Why Costco’s $1.50 hot dog combo and 99-cent Arizona iced tea still cost the same

The highest rate of inflation in decades has forced businesses to raise prices on food and other products once considered sacrosanct.

Among the list of inflation casualties: $1 prices at Dollar Tree, the $1 slice of pizza in New York City, Little Caesars’ $5 Hot-N-Ready pizza, McDonald’s dollar drink deals and more.

However, there are still a few things that cost the same as always.

99-cent Arizona iced tea

The signature 23-ounce can of Arizona iced tea still costs 99 cents, the same price it has been since its debut 30 years ago.

The family-owned company sells about 1 billion of the 99-cent Big AZ Can, as it’s called internally, each year, the Los Angeles Times reported in April.

“I’m committed to that 99-cent price — when things go against you, you tighten your belt,” Don Vultaggio, the company’s 70-year-old founder, told the newspaper. His reasoning: raising prices and losing customers as a result just isn’t worth the short-term profit.

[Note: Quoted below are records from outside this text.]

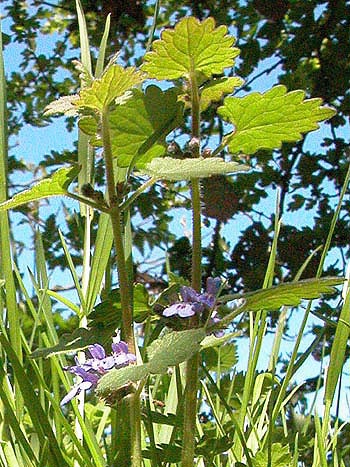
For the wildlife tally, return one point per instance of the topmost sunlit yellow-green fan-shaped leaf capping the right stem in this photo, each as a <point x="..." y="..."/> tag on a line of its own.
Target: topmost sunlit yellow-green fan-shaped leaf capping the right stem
<point x="191" y="47"/>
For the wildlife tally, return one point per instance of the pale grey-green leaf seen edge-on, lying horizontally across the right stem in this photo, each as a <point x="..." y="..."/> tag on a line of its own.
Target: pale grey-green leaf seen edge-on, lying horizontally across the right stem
<point x="168" y="168"/>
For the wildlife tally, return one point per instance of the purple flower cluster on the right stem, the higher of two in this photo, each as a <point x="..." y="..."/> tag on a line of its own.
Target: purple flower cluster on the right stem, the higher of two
<point x="195" y="303"/>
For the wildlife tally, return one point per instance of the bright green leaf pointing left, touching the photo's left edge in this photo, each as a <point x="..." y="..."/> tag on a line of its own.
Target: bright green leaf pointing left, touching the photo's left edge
<point x="55" y="185"/>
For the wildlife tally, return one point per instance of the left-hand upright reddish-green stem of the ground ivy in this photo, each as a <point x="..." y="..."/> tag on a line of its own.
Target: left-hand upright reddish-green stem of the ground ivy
<point x="129" y="413"/>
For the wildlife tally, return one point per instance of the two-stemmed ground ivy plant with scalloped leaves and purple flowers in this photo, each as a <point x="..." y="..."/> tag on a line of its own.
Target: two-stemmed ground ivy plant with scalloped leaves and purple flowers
<point x="129" y="116"/>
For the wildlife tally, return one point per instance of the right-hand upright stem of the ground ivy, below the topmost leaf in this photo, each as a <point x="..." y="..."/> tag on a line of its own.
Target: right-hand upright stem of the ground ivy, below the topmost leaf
<point x="191" y="380"/>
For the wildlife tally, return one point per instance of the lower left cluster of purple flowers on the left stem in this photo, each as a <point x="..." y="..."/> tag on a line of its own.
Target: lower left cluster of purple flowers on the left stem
<point x="96" y="364"/>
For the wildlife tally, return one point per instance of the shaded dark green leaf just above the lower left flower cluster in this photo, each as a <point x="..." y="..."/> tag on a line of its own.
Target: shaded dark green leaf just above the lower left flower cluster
<point x="77" y="340"/>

Arizona — which started in Brooklyn — keeps costs down by spending less on marketing than other beverage brands and makes most of its profit by selling higher-priced fruit drinks, energy drinks, bottled teas, snacks, hard seltzer and other products.

Costco’s $1.50 hot dog-soda combo

Costco’s hot dog-soda deal at its food courts has cost $1.50 since it was introduced in the mid-1980s.

The hot dog offering was born in the company’s early days. Costco added a Hebrew National stand at its second warehouse store in Portland, Oregon, shortly after it opened in 1983.

To keep the price of the hot dog steady, Costco has found ways to slash other costs at the food court, such as switching from 12-ounce soda cans to cheaper, 20-ounce fountain drinks.

Costco sold kosher hot dogs at its food courts until 2009, but suppliers started to run low on meat. So the chain brought production in-house and switched to its own Kirkland Signature-brand hot dogs. Costco now produces around 285 million hot dogs at its plant in California.

Jim Sinegal, Costco’s co-founder, once told the company’s current CEO, Craig Jelinek, “If you raise the effing hot dog, I will kill you. Figure it out.”

“I know it sounds crazy making a big deal about a hot dog, but we spend a lot of time on it,” Sinegal told the Seattle Times in 2009. “We’re known for that hot dog. That’s something you don’t mess with.”

Last year, Costco sold 122 million hot dog-soda combos globally.

Costco, Sam’s Club and BJ’s rotisserie chicken

Despite a 16.4% year-over-year increase in chicken prices, wholesale clubs and other grocers have kept rotisserie chicken prices down.

Rotisserie chickens remain $4.99 at Costco, as they have been for more than a decade, as well as at BJ’s Wholesale Club. At Sam’s Club, they have cost a penny less than that for more than five years.

There’s a strategy behind these stores’ decision to keep those prices steady.

The rotisserie chicken is a prized item for supermarkets because it pulls customers into stores. Typically, customers will shop around and buy more than just a chicken when they visit. That’s why retailers want to stay competitive on rotisserie chicken prices and are willing to lose money selling them even as production costs rise.

What’s more, shoppers know exactly how much their rotisserie chicken costs, and they’ll notice an increase. The price of a rotisserie chicken helps set consumers’ overall perception of a store’s value.

Although BJ’s production costs for rotisserie chickens have surged, the company has held prices firm because it’s “such a meaningful thing to our members,” CEO Bob Eddy said on an earnings call in May.

However, the lengths Costco has gone to keep its chickens $4.99 is under scrutiny.

The retailer is facing a lawsuit from two shareholders claiming Costco and its top executives allow for the mistreatment of chickens in violation of animal welfare laws.